Pero además, un guante de cuero ensangrentado fue encontrado en la casa de Brown en Brentwood y el otro guante del par en la propiedad de Simpson en Rockingham. Esos guantes fueron, sin embargo, claves para la defensa, que durante el juicio de El Pueblo contra O.J. Simpson, por el que el Estado de California lo acusó del doble crimen, aseguró que toda la evidencia había sido plantada por Mark Furhman, un oficial racista que había participado de los allanamientos. El 15 de junio de 1995 la fiscalía le pidió al acusado que se los probara. Igual que en la entrevista que emitiría Fox en 2018, ese día, mientras millones en todo el mundo miraban el juicio por televisión, Simpson sonrió confiado. Apenas se probó el guante izquierdo pudo mostrarle a la audiencia que no le entraba. Después se puso el derecho y, con los dos a medio poner, levantó los brazos y se encogió de hombros en un gesto probablemente aprendido en sus tiempos en el cine junto a Leslie Nielsen. “Demasiado ajustados”, dijo.
Lo muestra la serie American Crime Story basada en los hechos, después de eso, Cochran, que lideraba el equipo de abogados, impuso una frase que quedaría para siempre en la memoria popular norteamericana: “Si no encaja, se debe absolver”. Hay muchas teorías sobre por qué los guantes no le entraron, pero más allá de quién o porqué desgarró el forro o rompió el par extra de hule que se usaba para no corromper la prueba, la más plausible tiene que ver simplemente con la época.
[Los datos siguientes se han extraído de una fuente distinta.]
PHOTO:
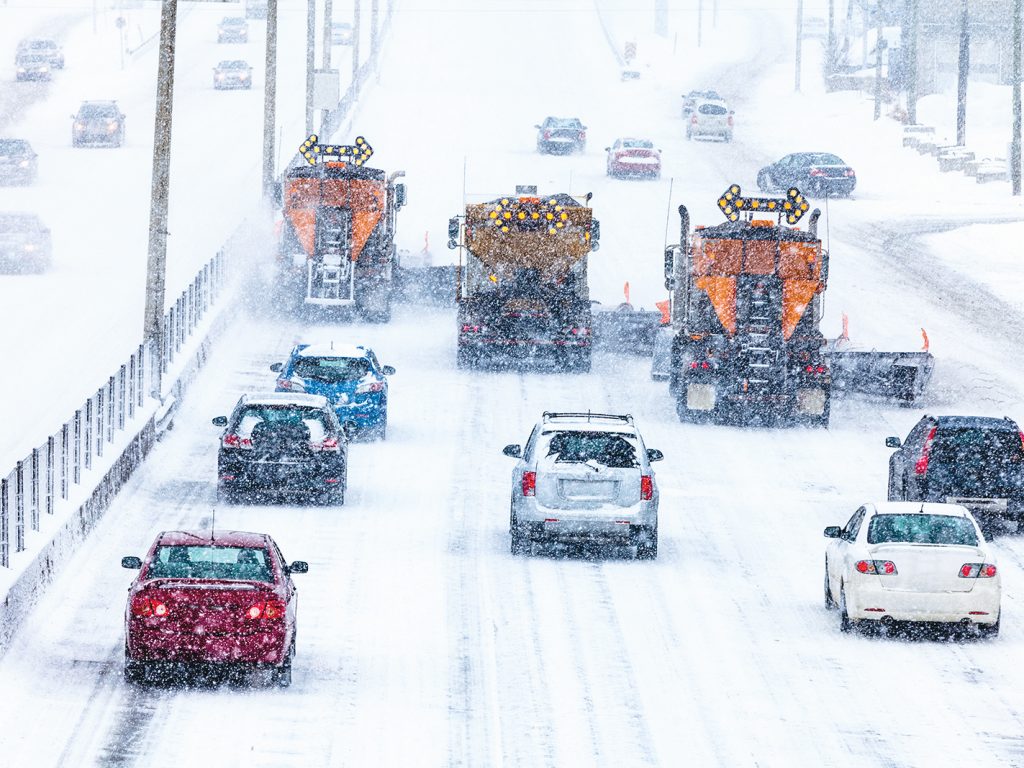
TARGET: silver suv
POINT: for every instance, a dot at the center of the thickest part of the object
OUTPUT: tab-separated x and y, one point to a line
585	477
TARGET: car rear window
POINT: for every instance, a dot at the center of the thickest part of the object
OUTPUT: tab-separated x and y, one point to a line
919	528
332	370
230	563
608	449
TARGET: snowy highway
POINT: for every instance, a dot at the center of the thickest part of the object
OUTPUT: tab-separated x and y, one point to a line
421	639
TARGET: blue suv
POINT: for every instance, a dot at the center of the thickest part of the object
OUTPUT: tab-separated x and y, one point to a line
349	376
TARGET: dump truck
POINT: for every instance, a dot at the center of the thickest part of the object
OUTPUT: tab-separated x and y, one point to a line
522	293
745	310
337	238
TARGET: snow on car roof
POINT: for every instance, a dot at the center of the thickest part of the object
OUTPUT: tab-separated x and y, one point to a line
333	349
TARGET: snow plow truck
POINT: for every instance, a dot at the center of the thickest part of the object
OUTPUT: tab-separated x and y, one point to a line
522	294
745	309
337	238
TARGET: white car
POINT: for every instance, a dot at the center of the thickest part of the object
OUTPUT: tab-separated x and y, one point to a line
911	561
585	477
712	118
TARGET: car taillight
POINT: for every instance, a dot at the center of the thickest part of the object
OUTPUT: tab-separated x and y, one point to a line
977	570
148	606
233	440
921	467
529	483
878	567
268	609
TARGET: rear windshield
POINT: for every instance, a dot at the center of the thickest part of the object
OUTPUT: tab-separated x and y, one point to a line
332	370
283	422
918	528
236	563
608	449
977	449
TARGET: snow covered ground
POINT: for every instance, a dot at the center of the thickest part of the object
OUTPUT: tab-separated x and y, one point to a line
421	640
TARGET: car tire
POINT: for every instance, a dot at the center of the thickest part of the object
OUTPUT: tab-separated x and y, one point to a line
646	543
845	623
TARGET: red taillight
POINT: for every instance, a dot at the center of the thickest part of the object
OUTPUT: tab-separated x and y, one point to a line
921	467
148	606
977	570
646	487
268	609
878	567
233	440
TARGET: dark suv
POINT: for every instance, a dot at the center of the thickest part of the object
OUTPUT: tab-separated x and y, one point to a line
290	444
970	460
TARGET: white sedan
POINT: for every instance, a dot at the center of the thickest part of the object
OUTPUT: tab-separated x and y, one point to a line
911	561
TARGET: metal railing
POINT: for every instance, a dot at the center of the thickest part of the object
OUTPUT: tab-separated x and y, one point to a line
48	475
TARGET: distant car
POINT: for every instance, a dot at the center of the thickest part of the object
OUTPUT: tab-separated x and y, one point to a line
710	119
30	66
282	443
341	33
18	162
584	477
232	30
43	47
217	598
561	135
690	99
348	375
98	123
25	244
970	460
633	157
814	173
232	74
896	561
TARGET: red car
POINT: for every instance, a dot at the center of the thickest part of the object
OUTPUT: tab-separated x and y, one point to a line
223	599
634	157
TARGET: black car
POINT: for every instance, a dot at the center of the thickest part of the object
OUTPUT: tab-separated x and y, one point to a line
18	163
283	443
814	173
98	123
25	244
970	460
561	135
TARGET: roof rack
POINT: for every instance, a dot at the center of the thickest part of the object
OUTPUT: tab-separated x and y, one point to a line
589	416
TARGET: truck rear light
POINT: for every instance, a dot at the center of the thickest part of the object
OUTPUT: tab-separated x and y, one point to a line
233	440
529	483
921	467
977	570
878	567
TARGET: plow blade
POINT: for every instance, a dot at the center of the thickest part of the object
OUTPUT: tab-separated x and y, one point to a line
901	376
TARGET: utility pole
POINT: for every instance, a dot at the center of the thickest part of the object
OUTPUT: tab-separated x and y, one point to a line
1015	141
156	268
800	42
964	68
310	60
269	97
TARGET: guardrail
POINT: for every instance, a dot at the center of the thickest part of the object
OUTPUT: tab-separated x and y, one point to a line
48	475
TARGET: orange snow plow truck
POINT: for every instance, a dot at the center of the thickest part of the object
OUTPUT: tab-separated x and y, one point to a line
337	239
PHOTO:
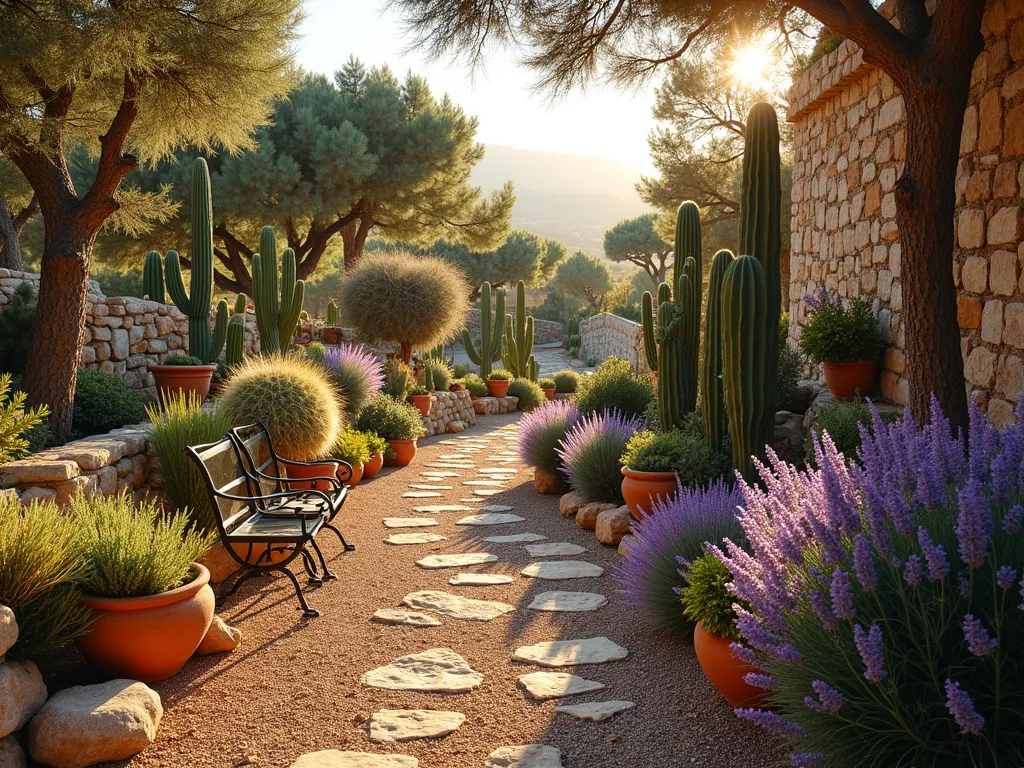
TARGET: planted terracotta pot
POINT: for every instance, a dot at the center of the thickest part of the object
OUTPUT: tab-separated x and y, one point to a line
184	379
725	671
850	380
640	489
148	638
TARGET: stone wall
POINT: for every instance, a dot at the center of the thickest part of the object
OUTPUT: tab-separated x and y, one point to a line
849	141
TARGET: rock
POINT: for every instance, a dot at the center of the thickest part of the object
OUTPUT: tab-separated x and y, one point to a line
22	694
89	724
219	638
388	726
570	652
612	524
437	670
547	685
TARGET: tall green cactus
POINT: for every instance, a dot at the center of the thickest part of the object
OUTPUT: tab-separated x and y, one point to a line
275	316
744	313
518	352
202	342
492	332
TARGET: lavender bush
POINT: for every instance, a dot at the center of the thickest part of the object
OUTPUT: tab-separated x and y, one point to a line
887	599
590	454
541	430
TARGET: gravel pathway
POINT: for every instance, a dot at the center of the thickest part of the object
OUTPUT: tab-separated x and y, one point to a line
296	686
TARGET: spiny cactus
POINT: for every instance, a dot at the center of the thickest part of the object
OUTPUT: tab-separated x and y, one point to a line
275	316
492	332
202	343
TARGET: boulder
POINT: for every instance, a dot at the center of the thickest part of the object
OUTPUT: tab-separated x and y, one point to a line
89	724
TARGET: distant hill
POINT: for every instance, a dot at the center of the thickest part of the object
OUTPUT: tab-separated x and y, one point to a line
568	197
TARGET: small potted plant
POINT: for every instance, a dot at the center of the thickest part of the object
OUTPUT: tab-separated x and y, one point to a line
498	382
708	601
846	340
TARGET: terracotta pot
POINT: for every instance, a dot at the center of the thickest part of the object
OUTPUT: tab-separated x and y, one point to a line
725	671
406	451
641	488
850	380
498	387
182	379
148	638
371	468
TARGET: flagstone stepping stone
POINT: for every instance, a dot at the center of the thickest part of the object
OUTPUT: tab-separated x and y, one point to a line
554	569
568	602
547	685
388	726
457	560
595	711
457	606
570	652
489	518
409	617
554	548
410	522
437	670
479	580
526	756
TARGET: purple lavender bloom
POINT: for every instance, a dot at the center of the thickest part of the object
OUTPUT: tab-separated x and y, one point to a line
979	642
962	708
871	649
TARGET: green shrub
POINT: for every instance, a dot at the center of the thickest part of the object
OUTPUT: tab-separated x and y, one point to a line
133	551
614	385
102	402
390	419
183	422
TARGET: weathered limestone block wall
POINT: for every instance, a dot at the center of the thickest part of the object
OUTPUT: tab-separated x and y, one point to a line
849	142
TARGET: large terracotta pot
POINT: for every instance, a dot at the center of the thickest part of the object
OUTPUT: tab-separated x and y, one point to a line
640	489
406	451
148	638
725	671
185	379
850	380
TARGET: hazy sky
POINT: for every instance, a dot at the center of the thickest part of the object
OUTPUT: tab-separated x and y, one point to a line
601	122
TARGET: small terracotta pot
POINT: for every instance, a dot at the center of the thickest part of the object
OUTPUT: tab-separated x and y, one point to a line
406	451
640	489
371	468
184	379
148	638
852	379
725	671
498	387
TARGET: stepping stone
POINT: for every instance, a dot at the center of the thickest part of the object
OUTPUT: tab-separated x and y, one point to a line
388	726
410	522
409	617
491	518
595	711
568	602
457	606
434	671
547	685
479	580
570	652
555	548
553	569
527	756
457	560
415	538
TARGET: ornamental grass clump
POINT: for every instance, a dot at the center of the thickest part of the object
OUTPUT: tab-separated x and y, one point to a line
590	452
887	603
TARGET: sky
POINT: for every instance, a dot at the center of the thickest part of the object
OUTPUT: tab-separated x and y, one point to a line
601	122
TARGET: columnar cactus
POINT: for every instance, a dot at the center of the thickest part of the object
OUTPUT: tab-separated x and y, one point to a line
492	332
276	317
202	343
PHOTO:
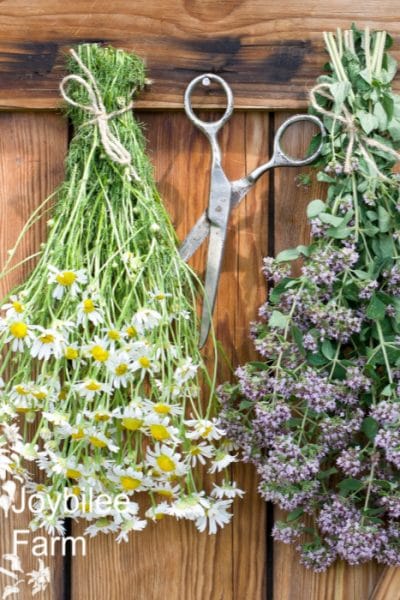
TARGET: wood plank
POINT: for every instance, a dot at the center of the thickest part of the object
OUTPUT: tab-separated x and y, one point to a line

El femicidio de Nicole Brown y el femicidio vinculado Ron Goldman quedaron impunes en gran medida no solo porque la Justicia les dio la espalda, sino porque la sociedad toleró toda la serie de violencias a las que Nicole fue sometida antes, durante y después de su muerte: cuando denunció a su agresor y no fue escuchada ni siquiera por su entorno; cuando fue instada a quedarse en una relación violenta por motivos económicos; cuando se expusieron detalles morbosos sobre su vida privada ante la audiencia del mundo entero; y cuando –incluso luego del juicio civil que lo condenó– se le asignó la custodia compartida de sus hijos a su familia y al propio acusado, con el que crecieron. ¿O acaso hay algo más simbólico que el hecho de que, para la ley, la vida de Nicole y la de Ron tuvieran menos valor que un par de trofeos deportivos?